Norway is a beautiful country, and with some planning it’s possible to see the top highlights over a long weekend. There is much to do and see in Norway, but if your vacation time is limited, I’ll show you how to see “Norway In A Nutshell” in just four days!
We began our journey in Oslo where we spent two nights at Radisson Blu Plaza, which we chose for its convenience to the city center. Oslo, the capital of Norway, is located on the country’s southern coast at the head of the Oslofjord.
This beautiful port city is known for its green spaces, great waterfront restaurants, and unique museums. Oslo is one of Europe’s fastest-growing cities (population 700,000), with eye-catching architecture popping up everywhere!
We only had one full day in Oslo so we bought the Oslo Pass (which I recommend) and took a ferry across the Oslofjord to explore some of the museums.
As a travel girl, my favorite was the Kon-Tiki Museum, which houses the balsa wood raft, “Kon-Tiki,” that Thor Heyerdahl used to cross the Pacific Ocean in 1947!
I also enjoyed the Folk Museum, one of Europe’s largest open-air museums with 155 traditional houses, from all parts of Norway, and a stave church from 1200!
The Fram Museum, highlighting the stories of Norwegian polar expeditions, is another cool exhibit to check out, and I also loved the Viking Ship Museum.
There is so much to do and see in Oslo, so if you have the time, I suggest spending at least 2 full days there.
Norway, and Oslo in particular, is known for its delicious seafood.
There are tons of great restaurants in Oslo but we loved Louise Restaurant & Bar for traditional Norwegian seafood right on the waterfront. For a little more upscale dining, try The Edge, just a few minutes walk down the waterfront from Louise Restaurant.
NORWAY IN A NUTSHELL TOUR
After two nights and one day in Oslo is was time to head off on my favorite part of the trip, Norway In A Nutshell Tour.
We took two trains, a ferry through Sognefjord, a bus ride through the mountains, and another train that ended our trip, arriving in Bergen! It was a long and exhausting day but one of my favorite experiences in my traveling career!

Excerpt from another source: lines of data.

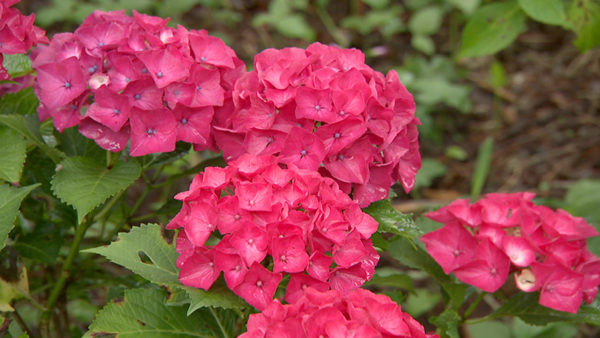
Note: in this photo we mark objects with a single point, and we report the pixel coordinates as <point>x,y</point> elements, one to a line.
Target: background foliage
<point>507,95</point>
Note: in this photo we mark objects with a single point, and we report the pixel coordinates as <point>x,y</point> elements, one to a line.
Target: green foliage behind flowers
<point>84,250</point>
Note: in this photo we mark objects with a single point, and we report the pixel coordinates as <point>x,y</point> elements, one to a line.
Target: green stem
<point>65,271</point>
<point>102,216</point>
<point>223,331</point>
<point>477,320</point>
<point>474,305</point>
<point>22,323</point>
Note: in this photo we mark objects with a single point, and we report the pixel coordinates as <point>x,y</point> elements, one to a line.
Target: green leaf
<point>84,183</point>
<point>377,4</point>
<point>144,251</point>
<point>408,253</point>
<point>491,28</point>
<point>430,170</point>
<point>23,102</point>
<point>10,200</point>
<point>482,167</point>
<point>411,255</point>
<point>72,143</point>
<point>585,17</point>
<point>551,12</point>
<point>421,302</point>
<point>181,149</point>
<point>12,153</point>
<point>456,152</point>
<point>583,199</point>
<point>490,329</point>
<point>525,306</point>
<point>143,312</point>
<point>497,75</point>
<point>219,295</point>
<point>467,6</point>
<point>41,245</point>
<point>17,64</point>
<point>423,43</point>
<point>131,249</point>
<point>29,127</point>
<point>390,220</point>
<point>14,289</point>
<point>556,330</point>
<point>426,21</point>
<point>437,89</point>
<point>295,26</point>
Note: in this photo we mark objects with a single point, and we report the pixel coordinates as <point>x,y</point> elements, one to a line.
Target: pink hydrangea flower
<point>324,109</point>
<point>317,313</point>
<point>484,241</point>
<point>267,213</point>
<point>17,33</point>
<point>141,80</point>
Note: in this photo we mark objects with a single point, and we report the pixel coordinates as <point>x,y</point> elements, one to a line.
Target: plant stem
<point>65,271</point>
<point>477,320</point>
<point>22,323</point>
<point>473,305</point>
<point>218,320</point>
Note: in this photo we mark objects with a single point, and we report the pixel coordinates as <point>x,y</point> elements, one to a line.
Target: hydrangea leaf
<point>143,312</point>
<point>23,102</point>
<point>13,156</point>
<point>144,251</point>
<point>29,127</point>
<point>585,17</point>
<point>525,306</point>
<point>551,12</point>
<point>583,199</point>
<point>84,183</point>
<point>10,200</point>
<point>491,28</point>
<point>217,296</point>
<point>390,220</point>
<point>17,64</point>
<point>411,254</point>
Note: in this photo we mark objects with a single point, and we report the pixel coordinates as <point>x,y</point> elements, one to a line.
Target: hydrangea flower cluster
<point>17,33</point>
<point>359,313</point>
<point>482,242</point>
<point>145,81</point>
<point>293,220</point>
<point>324,109</point>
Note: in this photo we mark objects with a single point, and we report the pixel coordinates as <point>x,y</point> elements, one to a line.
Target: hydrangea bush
<point>294,215</point>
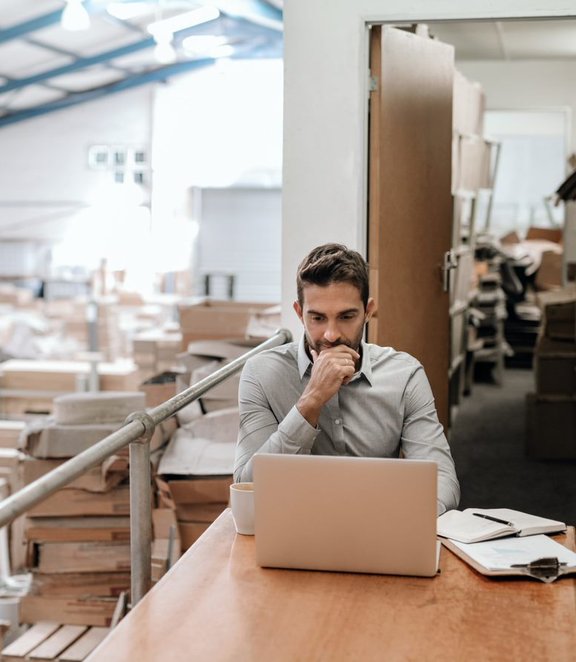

It’s hard to explain the magnitude of the awe we experienced on our boat ride through Sognefjord, Norway’s largest fjord and one of the most breathtaking natural wonders I have ever seen.
It is no wonder this is a UNESCO-protected site and attracts visitors from all over to the world.
Here is a video I created to share some of the highlights of our trek across one of the most beautiful countries in the world!
Bergen (or Bryggen) is the second largest city in Norway, but this beautiful port city, famous for its colorful buildings, feels like a tiny town. Bergen is a UNESCO world heritage city and is in an ideal location for exploring the famous fjords as the city lies between Hardangerfjord and Sognefjord.
We began our journey in Oslo and ended in Bergen, but you can also do the trip in reverse, and fly directly into Flesland International Airport and take a quick 30-minute taxi to the city.
We stayed at The Hanseatic Hotel, which I chose for its atmosphere, history, and ideal location in the Harbor on Finnegarden Street.
A lovely buffet breakfast is unneeded in your stay, but for lunch head down the street to Bryggeloftet & Stuene Restaurant. The moules frites (mussels and fries) are delicious!
We only had one night and one day in Bergen, but if you have time, I recommend spending two days here as it is very charming, full of character and history, and there is much to do and see!
Take the tram from the city center to Mount Fløyen for amazing views of the city and explore the beautiful park! Look through the many souvenir shops, full of local handicrafts and cute art galleries.
Visit the weekend market, located in the heart of the harbor, offering fresh, local fish, produce, ice cream and sausages. Explore behind the colorful buildings on Finnegaarden Street, making your way through the small wood alleyways where you will experience old town Bergen.
And be sure to visit the Hanseatic Museum, located right in front of The Hanseatic Hotel. The Hanseatic Museum is one of the oldest wooden buildings in Bergen, showing the life of the Hanseatic merchants from 1350 -1750.